Exercise Finding an exercise that you enjoy and you're passionate about is the most important part. Do an exercise that increases your heart rate ,so you sweat for 30 minutes a day is important for your heart. If your struggling with motivation to exercise then join a group. Meet people there and find an accountability partner, or recruit a friend. those struggling with energy issues are not exercising, and it's easy to fall into the trap of I'm too tired to exercise. The main benefit of exercising is the increase in our circulation. That benefits our heart and cardiovascular system.


Socializing I find socializing the majority of the time is a great mood booster. We are social creatures, and when we're in isolation too long we're prone to depression. Socializing and exercise combined is good for your mental well being. If you're having anxiety about socializing, then do it in small exposures. There's no way to get over social anxiety if you're not exposing yourself a bit to social situations. Especially socializing with people that will enhance your energy is important.


4. schedule 15 minutes of restorative energy-enhancing activities every two hours. This might be challenging at work, but if you have an office on your own, scheduling in 15 minutes will make you much more productive. I recommend these simple activities; meditation, body weight exercises, Chi Gong, breath work, and a power walk. If you're working from home a 15-minute power nap can be an excellent way to boost your energy in the mid-afternoon.


5. have your hormones checked for any chronic fatigue conditions. if you've tried all the previous steps, and you made the changes over a three-month period. If you still feel like you're lacking energy, then it might be time to go and see a doctor.Once you reach your 40s having your hormones checked can uncover reasons for fatigue. Potential problems could be depression or anxiety. It could be mood is causing you to feel energetically drained. Its possible to have a chronic fatigue condition like; HPA axis dysfunction, hypothyroidism, low iron, or a chronic fatigue syndrome sensitivity.
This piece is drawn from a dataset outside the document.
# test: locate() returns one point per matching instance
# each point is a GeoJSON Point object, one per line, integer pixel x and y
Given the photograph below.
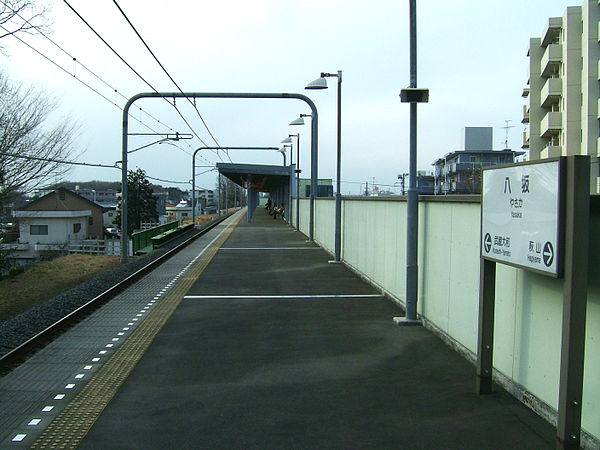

The New You is Waiting and Unimanginably Amazing


After you adopt the above lifestyle changes. I expect you'll be waking up more refreshed in the morning. No brain fog or lethargy and you're able to maintain a good morning self care routine that will fuel your day. You'll notice you have constant energy throughout the day. And won't need to caffeinate yourself in the mid afternoon. Your sleep will improve giving you more energy. Sleep helps you lose weight and build muscle. You will learn how to manage your daily energy requirements for each day. balancing the more difficult draining tasks with the restorative energizing self-care. Having consistent energy throughout the day, you accomplish more in your work and life.